The art of finishing. Everyone loves the moment of take-off. The inspired idea, the first fresh words on the page. I even love the moment the wheels first lift off the earth when I'm literally cloud bound. It's my favorite part. The landing? Not so much. I don't mind, it doesn't really frightened me. As long as I hear or feel that landing gear come down. But still, landing is seemingly more complicated. Finishing, truly finishing, is a real line to cross.
I have a tendency to begin cleaning out drawers, closets, files. But then something interrupts me. It's usually something honest. A friend or baby in need. A doctors appointment. A meeting, a phone call, a package. But then I have things everywhere and the job isn't complete. The same can happen when you are writing. You find that your characters are everywhere. Your plot seems to be running rampant like a herd of ferrel cats and the finish line seems a long, long way off. Possibly downright impossible. But as Anne Lamont wrote, it's bird by bird. It's one ferrel cat at a time. It's one word, one sentence, one page, and one chapter after another.

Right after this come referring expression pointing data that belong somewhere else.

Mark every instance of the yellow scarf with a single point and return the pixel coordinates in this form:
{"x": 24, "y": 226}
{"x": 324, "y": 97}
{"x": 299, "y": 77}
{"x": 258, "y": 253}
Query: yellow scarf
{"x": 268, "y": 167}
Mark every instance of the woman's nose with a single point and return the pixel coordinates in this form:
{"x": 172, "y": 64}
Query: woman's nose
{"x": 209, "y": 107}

Think of all the major works that would not have been without an artist being willing to go the distance. (Yes, you can insert the Rocky music now.) If big 'M' had gotten a bad neck issue and just given up on the Sistine Chapel then I wouldn't have been slapping people that were snapping pictures of the finished product when I was there. OK - side story.
Husband and I were in Italy a few years back. Doing it on budget on a shoestring. Staying in hostels. (Yes, you can get a private room with a bathroom in it. It's called 'the married room'.) Riding local trains (DO NOT STICK YOUR HEAD OUT THE WINDOW NO MATTER WHAT!) And eating out of local groceries. IN the middle of this wild trip for 2.50 (almost) we went to the Vatican and to the Sistine Chapel. I was so excited to sit and lean back and look UP! To see these marvelous images in person that I had viewed all of my life.

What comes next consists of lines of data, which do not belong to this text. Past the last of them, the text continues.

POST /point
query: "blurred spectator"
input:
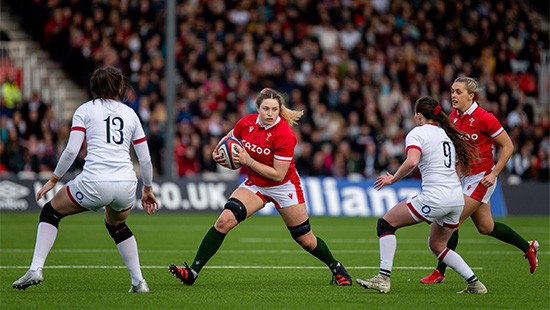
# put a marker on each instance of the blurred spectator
(355, 68)
(10, 91)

It was August. Height of the tourist season. And there were two major signs. No talking. No taking pictures. This made sense. So that people could quietly be in awe. And, I figured if you were not sufficiently awed you could just leave and go see something else like where the lions ate people.

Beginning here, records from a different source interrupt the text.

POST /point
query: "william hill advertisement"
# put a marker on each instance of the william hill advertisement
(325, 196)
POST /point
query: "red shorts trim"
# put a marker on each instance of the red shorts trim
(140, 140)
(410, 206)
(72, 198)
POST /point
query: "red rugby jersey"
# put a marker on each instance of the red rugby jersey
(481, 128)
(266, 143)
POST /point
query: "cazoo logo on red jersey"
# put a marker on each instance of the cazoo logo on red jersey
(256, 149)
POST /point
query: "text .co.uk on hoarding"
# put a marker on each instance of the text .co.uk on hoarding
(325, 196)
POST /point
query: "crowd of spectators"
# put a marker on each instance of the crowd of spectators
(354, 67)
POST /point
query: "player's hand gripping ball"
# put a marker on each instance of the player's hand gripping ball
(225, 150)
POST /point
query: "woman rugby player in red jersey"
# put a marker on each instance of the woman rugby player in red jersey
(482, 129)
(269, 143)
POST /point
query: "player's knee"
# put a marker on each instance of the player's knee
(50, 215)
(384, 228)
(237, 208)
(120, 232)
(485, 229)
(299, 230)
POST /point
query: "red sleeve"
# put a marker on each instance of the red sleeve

What did people do? They talked in forty thousand different languages. And took pictures. Click, click, click, ramble, ramble, ramble. Click, click, click. The polite guards continued walking through saying, No talking. No pictures. No talking, no pictures. And as soon as their backs were turned click, click, click. So I slapped them all and took away their cameras and phones.
Only in my mind, mind you. Not one of my more holier moments. But hey, I was trying to see an extremely incredible holy piece of art there. (If you are one of those Sistine chapel photo takers - I most respectively request that you - Stop. it. And slap the person next to you who does.)
Back to writing.
That Italian painter artist dude, the big 'M' kept painting until it was finished. And that statue of David? Saw that, too. All finished. Down to the details if you know what I mean. He pretty much got serious about what he started. At least what he deemed worthy to complete.
This week my author friend JT Ellison finished her most recent novel. My writer friend Gaynell Buffett Payne finished her novel. My writer friend, Brenda McClain has finished her novel and has three agents READING what she finished. (Major Congrats and Kudos my good buddies.)
I'm nearing the finish line on this Nashville noir novel. I intend to finish. Soon. I deem it worthy.
And if we can do it, trust me - if I can do it - You can do it too. Find your worthy. Then find your finish!
River Jordan is a real writer in the real world whose imagination can take her to far away places where room service never ends and the hotel bookstore is always open.